We collaborate with our good friend, Prof. Chris Laumann to explore the quantum sensing of correlated materials at high pressures. Pressure unlocks new physics. From record high temperature superconductivity to exotic low dimensional magnetism, compressing quantum materials lets us squeeze out fascinating novel phenomena. 

There’s a catch—pressure is force by area, so going to high pressures means using very small material samples. These thin micron-scale samples are compressed between two opposing diamonds, in a geometry known as the diamond anvil cell (DAC).  DACs, the most versatile approach to generating sustained high pressures inside the laboratory, are necessarily much larger than the samples they compress.
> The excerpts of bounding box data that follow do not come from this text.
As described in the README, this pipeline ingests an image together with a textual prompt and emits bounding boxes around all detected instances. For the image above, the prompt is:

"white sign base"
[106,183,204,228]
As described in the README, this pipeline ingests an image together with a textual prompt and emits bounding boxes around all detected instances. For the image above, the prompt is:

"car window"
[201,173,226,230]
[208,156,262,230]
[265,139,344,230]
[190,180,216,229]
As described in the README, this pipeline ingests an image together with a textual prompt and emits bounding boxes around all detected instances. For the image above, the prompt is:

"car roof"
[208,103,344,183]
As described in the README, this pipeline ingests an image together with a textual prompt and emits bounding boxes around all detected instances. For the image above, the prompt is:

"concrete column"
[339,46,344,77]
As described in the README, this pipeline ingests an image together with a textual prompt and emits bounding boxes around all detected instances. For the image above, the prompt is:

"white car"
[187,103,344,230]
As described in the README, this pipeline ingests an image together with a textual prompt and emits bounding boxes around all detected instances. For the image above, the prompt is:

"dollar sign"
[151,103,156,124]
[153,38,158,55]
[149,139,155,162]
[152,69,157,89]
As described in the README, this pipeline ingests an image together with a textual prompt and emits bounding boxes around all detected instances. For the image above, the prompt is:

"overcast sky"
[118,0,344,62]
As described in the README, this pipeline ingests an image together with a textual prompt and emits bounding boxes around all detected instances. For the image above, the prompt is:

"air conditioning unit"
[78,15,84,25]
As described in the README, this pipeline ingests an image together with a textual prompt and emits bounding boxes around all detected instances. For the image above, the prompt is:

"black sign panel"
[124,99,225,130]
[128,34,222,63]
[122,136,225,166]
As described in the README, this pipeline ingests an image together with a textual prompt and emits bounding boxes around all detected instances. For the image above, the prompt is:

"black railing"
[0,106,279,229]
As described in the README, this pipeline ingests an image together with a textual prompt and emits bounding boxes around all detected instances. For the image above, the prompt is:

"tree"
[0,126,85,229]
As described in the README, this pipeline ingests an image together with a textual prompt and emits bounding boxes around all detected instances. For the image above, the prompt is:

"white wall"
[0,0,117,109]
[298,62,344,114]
This makes measuring material properties such as magnetism or strain tricky, owing to the large background of the DAC. As with ambient-pressure materials, we need some way to measure the nanoscale properties of these materials to make sense of the physics they exhibit. 

The nitrogen vacancy (NV) center provides an elegant solution. Among the myriad possibilities (see our other projects!) that these atom-like diamond defects enable, the NV center is an exceptional quantum sensor. Their extreme sensitivity and atomistic size make them perfectly suited for measuring quantum materials locally and precisely. By integrating NV centers directly into the diamonds comprising our DACs, we can address the magnetic, electrical, stress, and thermal properties of materials directly to comprehensively understand how pressure modifies their physics.

Currently, we’re interested in understanding the inner workings of hydride superconductors and pressure-driven quantum critical points, but the potential of the NV-DAC is vast and exciting!